Deparei-me, certa feita, com uma reportagem da Revista Veja, edição 1804, intitulada de “Capitalismo de Meia Tigela”, muito bem escrita por Cláudio Moura Castro, o qual fazia menção ao objetivo de alguns “impérios universitários” que questionavam a abertura de novos cursos superiores em nosso país. Durante a agradável leitura, eis que surge uma pequena, mas muito significativa frase a respeito do curso de Direito, que assim dizia: “O curso de Direito é um programa que também forma advogados.”

Tal afirmação pode deixar estarrecidos muitos dos cidadãos brasileiros, mas caracteriza um problema já há muito vivenciado pelos jovens estudantes de nosso país em sua vida universitária e, principalmente, quando da entrada no mercado de trabalho.

É daí que surge a questão: sou graduado em Direito, mas qual a minha profissão?

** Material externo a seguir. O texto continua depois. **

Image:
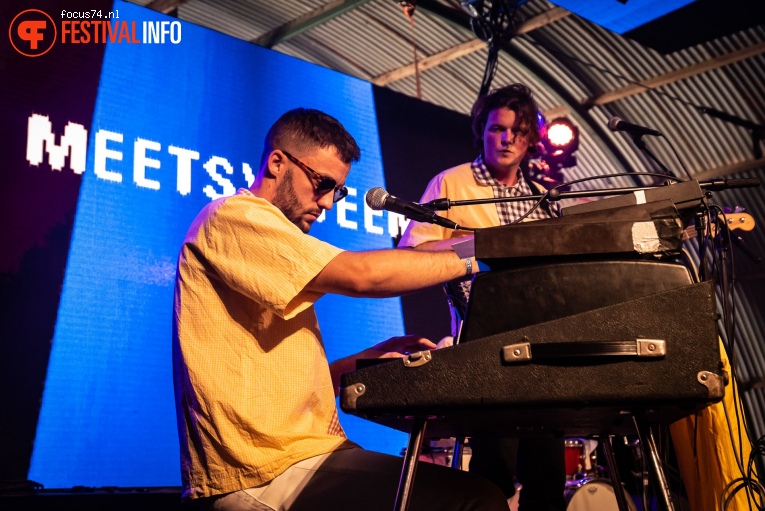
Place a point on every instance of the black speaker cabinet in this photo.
(570, 323)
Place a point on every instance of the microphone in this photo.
(618, 124)
(378, 199)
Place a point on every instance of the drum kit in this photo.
(587, 486)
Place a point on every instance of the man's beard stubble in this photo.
(286, 200)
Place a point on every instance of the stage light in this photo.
(562, 136)
(559, 140)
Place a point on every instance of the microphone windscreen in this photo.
(376, 198)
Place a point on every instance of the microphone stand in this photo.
(555, 195)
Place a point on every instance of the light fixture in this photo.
(560, 142)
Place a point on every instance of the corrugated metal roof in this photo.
(566, 63)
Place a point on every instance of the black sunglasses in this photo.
(325, 184)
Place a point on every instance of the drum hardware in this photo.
(595, 495)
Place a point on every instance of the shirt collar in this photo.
(484, 177)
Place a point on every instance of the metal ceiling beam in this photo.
(733, 168)
(466, 48)
(305, 22)
(165, 6)
(461, 20)
(676, 75)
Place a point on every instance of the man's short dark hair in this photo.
(518, 98)
(304, 129)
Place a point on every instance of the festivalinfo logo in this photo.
(34, 32)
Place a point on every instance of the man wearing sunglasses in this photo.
(255, 395)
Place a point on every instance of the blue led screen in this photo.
(176, 125)
(620, 16)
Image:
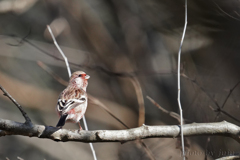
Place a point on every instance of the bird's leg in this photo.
(80, 128)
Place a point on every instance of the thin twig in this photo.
(230, 92)
(219, 109)
(96, 67)
(179, 90)
(172, 114)
(60, 50)
(138, 90)
(28, 120)
(69, 73)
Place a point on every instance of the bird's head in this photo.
(79, 79)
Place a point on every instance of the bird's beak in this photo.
(87, 77)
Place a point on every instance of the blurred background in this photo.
(129, 48)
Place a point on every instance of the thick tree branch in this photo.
(224, 128)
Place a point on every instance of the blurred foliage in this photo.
(114, 41)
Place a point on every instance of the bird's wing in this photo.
(63, 106)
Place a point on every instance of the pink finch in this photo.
(72, 102)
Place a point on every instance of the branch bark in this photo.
(223, 128)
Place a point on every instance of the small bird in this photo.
(72, 102)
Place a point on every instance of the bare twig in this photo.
(179, 90)
(223, 128)
(219, 109)
(28, 120)
(236, 157)
(172, 114)
(60, 50)
(69, 73)
(138, 90)
(230, 92)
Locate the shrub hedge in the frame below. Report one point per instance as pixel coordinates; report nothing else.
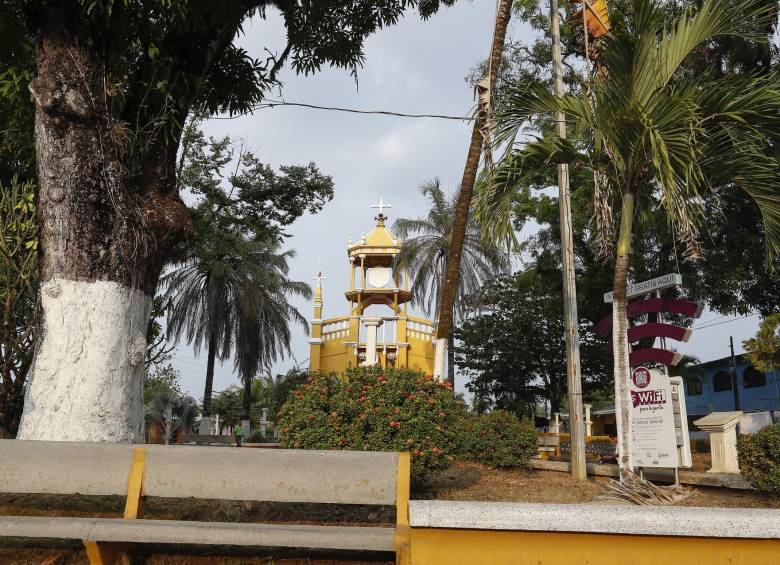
(376, 409)
(500, 440)
(759, 459)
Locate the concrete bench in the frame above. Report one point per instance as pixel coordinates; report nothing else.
(272, 475)
(199, 439)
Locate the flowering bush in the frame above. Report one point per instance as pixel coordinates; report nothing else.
(375, 409)
(759, 459)
(499, 439)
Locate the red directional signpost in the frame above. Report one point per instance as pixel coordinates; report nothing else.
(654, 442)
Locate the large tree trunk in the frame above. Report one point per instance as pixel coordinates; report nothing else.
(246, 408)
(205, 421)
(451, 358)
(99, 251)
(622, 369)
(463, 206)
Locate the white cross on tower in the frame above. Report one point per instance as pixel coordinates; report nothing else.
(319, 278)
(381, 205)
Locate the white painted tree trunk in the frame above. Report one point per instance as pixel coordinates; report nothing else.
(87, 377)
(439, 359)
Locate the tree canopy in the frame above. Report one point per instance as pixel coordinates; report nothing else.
(511, 348)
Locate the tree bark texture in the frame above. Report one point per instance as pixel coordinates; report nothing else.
(463, 206)
(451, 358)
(620, 351)
(101, 242)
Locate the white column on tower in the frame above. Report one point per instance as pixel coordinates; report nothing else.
(372, 323)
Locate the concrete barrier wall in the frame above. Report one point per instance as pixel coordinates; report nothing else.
(538, 534)
(277, 475)
(176, 471)
(54, 467)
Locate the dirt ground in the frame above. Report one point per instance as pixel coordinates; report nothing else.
(471, 481)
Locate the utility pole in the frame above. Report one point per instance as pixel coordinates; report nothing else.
(734, 381)
(570, 319)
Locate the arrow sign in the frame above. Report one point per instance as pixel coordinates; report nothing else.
(646, 287)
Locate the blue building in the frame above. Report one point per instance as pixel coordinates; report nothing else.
(708, 388)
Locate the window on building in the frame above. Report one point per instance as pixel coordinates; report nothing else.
(693, 384)
(753, 378)
(721, 381)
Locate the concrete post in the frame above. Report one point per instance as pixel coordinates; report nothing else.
(371, 323)
(206, 426)
(264, 422)
(722, 427)
(571, 320)
(588, 422)
(168, 418)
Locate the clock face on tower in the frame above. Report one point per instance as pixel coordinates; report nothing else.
(378, 277)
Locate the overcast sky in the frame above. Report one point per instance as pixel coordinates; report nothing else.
(414, 67)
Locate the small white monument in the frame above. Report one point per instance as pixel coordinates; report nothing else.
(722, 427)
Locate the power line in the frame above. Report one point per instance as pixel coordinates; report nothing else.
(275, 103)
(709, 325)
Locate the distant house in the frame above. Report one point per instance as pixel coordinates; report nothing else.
(709, 388)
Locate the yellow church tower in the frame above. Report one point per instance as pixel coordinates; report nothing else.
(386, 335)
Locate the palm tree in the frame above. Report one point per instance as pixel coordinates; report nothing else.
(174, 411)
(233, 301)
(462, 210)
(655, 133)
(263, 331)
(426, 244)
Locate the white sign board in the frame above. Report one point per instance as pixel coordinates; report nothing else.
(653, 441)
(660, 283)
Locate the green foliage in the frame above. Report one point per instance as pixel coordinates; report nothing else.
(759, 459)
(511, 348)
(231, 291)
(281, 390)
(249, 200)
(375, 410)
(19, 301)
(17, 68)
(162, 380)
(228, 405)
(177, 410)
(763, 350)
(424, 252)
(733, 277)
(500, 440)
(426, 243)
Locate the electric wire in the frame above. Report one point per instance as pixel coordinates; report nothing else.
(274, 103)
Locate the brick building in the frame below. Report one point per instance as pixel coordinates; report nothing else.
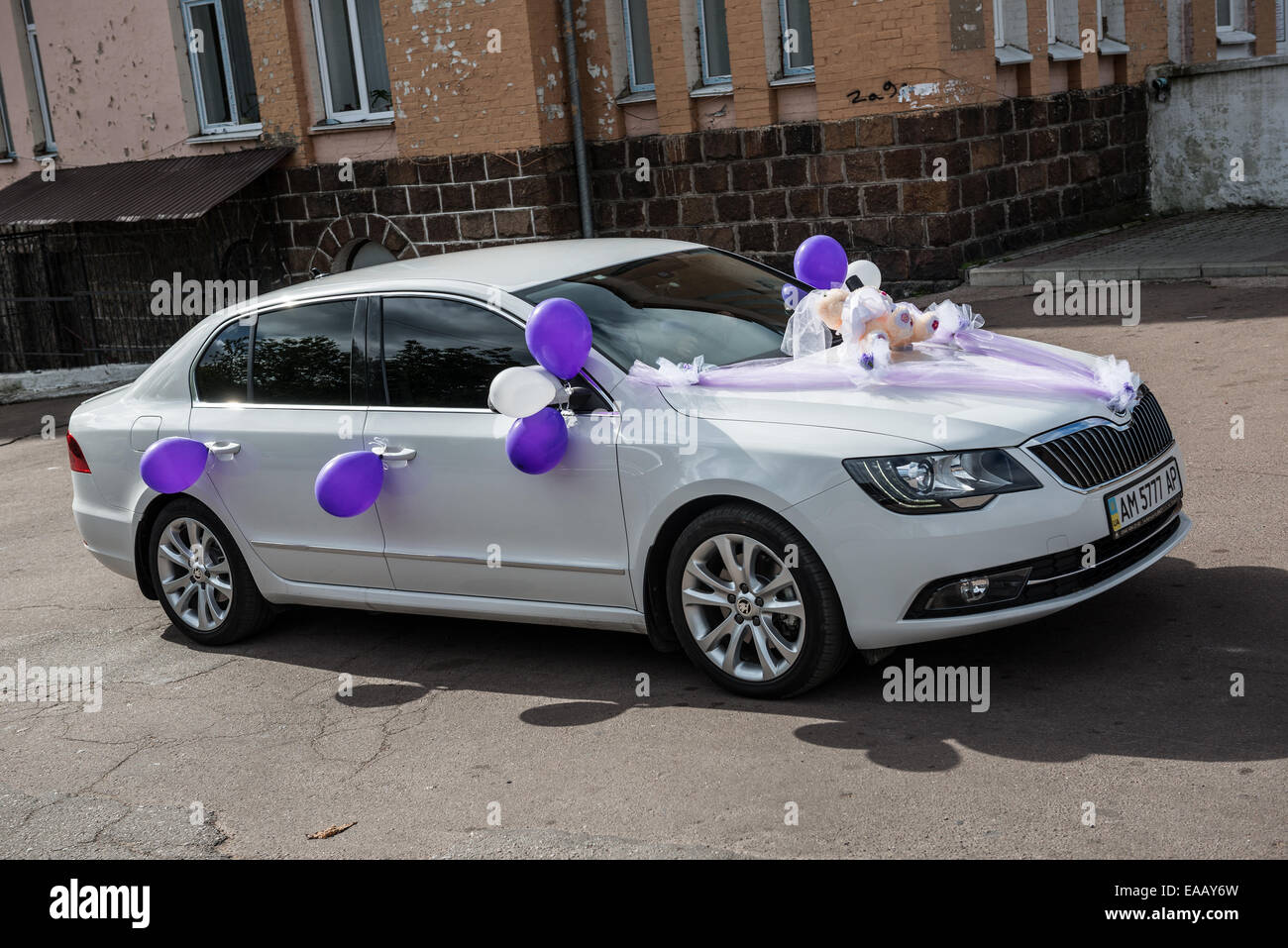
(928, 134)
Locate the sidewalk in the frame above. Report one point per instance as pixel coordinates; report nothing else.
(1190, 247)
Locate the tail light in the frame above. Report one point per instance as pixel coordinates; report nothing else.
(76, 456)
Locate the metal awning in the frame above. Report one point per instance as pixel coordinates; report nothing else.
(158, 189)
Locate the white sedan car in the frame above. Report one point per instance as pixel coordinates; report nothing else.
(769, 533)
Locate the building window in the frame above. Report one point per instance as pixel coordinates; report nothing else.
(223, 76)
(352, 59)
(713, 43)
(1012, 33)
(44, 134)
(1225, 14)
(798, 38)
(639, 53)
(1112, 27)
(1063, 38)
(1233, 38)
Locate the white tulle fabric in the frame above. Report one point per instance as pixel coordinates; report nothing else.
(961, 356)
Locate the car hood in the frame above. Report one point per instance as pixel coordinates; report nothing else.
(943, 419)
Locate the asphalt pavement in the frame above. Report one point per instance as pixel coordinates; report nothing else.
(476, 740)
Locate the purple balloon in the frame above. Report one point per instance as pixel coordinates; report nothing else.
(537, 443)
(349, 483)
(558, 335)
(171, 466)
(820, 262)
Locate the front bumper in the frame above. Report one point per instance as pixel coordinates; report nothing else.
(884, 563)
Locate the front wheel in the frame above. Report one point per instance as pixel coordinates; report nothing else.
(200, 578)
(752, 604)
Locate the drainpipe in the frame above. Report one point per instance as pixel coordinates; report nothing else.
(579, 133)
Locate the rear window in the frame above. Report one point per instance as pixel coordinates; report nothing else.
(679, 307)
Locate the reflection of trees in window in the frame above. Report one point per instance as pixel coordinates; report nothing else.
(456, 377)
(222, 372)
(300, 369)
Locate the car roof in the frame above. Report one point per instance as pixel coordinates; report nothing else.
(510, 266)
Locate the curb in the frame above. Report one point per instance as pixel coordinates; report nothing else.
(58, 382)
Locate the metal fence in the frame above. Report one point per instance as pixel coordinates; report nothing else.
(80, 296)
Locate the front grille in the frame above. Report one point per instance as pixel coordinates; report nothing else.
(1061, 574)
(1100, 453)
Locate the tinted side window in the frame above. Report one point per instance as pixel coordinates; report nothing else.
(301, 355)
(222, 371)
(445, 355)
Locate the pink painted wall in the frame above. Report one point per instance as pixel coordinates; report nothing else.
(114, 82)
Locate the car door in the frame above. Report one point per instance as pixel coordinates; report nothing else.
(459, 518)
(281, 394)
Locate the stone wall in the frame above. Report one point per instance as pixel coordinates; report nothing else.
(1010, 174)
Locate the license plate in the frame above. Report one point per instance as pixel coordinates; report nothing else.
(1133, 505)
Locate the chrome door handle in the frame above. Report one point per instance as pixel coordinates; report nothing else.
(395, 458)
(223, 450)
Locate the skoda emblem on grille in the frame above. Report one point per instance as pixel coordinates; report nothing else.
(1091, 453)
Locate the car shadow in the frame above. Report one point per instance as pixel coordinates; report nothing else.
(1142, 670)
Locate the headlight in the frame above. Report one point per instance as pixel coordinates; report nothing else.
(939, 483)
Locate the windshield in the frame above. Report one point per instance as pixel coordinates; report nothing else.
(679, 307)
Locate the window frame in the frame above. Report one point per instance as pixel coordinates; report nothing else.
(38, 72)
(357, 115)
(631, 84)
(5, 129)
(782, 43)
(209, 128)
(707, 78)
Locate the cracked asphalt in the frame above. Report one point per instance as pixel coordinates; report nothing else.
(1122, 702)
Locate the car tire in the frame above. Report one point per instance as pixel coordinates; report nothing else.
(797, 640)
(211, 597)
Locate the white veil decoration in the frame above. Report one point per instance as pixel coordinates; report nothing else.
(806, 334)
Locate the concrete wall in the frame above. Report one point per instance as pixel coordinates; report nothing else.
(1218, 112)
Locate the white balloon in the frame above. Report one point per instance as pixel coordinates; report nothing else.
(519, 391)
(867, 272)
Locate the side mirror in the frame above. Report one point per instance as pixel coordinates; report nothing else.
(583, 398)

Até alguns anos atrás, a Faculdade de Direito era também denominada Advocacia, principalmente depois da divisão dos cursos superiores em diversos departamentos. Hodiernamente, estamos presenciando a tomada de um caminho inverso, onde o curso de Direito pode formar profissionais para diversas áreas, e como disse a matéria já citada, até mesmo advogados. Mas analisando a questão sobre o ponto de vista crítico, temos que ponderar sobre os reais objetivos dos acadêmicos quando ingressam na faculdade de Direito. Como é sabido, a juventude, com toda sua vivacidade, ao adentrar nas cadeiras de um curso superior tem em mente a busca de objetivos mais distantes, principalmente relacionados ao mercado de trabalho que lhe será oferecido ao concluir a graduação. Os sonhos se avolumam, a família deposita toda a sua confiança em um futuro promissor para seu jovem integrante que ingressa nas raias de uma Academia de Ensino Superior.

Como se comportam Universidade e Professores sobre o tema?

Acontece que o que se vê na prática é que vários sonhos são frustrados ainda durante o curso. Isso porque os acadêmicos em Direito, quando iniciam a graduação, têm em mente os mais longínquos sonhos, principalmente voltados para a carreira pública, sonhos esses que são incentivados não só pela família, mas até mesmo pelos professores do curso.

Lembro-me que no segundo dia de aula de minha graduação, uma brilhante professora adentrou a sala e, antes de lecionar a matéria, começou a fazer algumas considerações a respeito do grande campo de atuação voltado para os Bacharéis em Direito, tendo dado maior ênfase às carreiras públicas, asseverando, principalmente, a segurança no emprego e o bom salário percebido por aqueles profissionais. Quanto à advocacia, aquela professora, que também era advogada, afirmara ser um campo muito complexo e de pouca segurança econômica, onde não muitos conseguiriam lugar de destaque. Ao depois, passou a perguntar aos alunos recém-aprovados no vestibular sobre o que pensavam sobre o futuro, após a formatura, e, como era de se esperar, quase a totalidade da turma afirmou que aspirava uma carreira de Juiz de Direito, de Promotor Público e várias outras voltadas ao serviço público, sendo que apenas alguns afirmaram que estavam naquela Academia para, após a graduação, exercerem o múnus da Advocacia.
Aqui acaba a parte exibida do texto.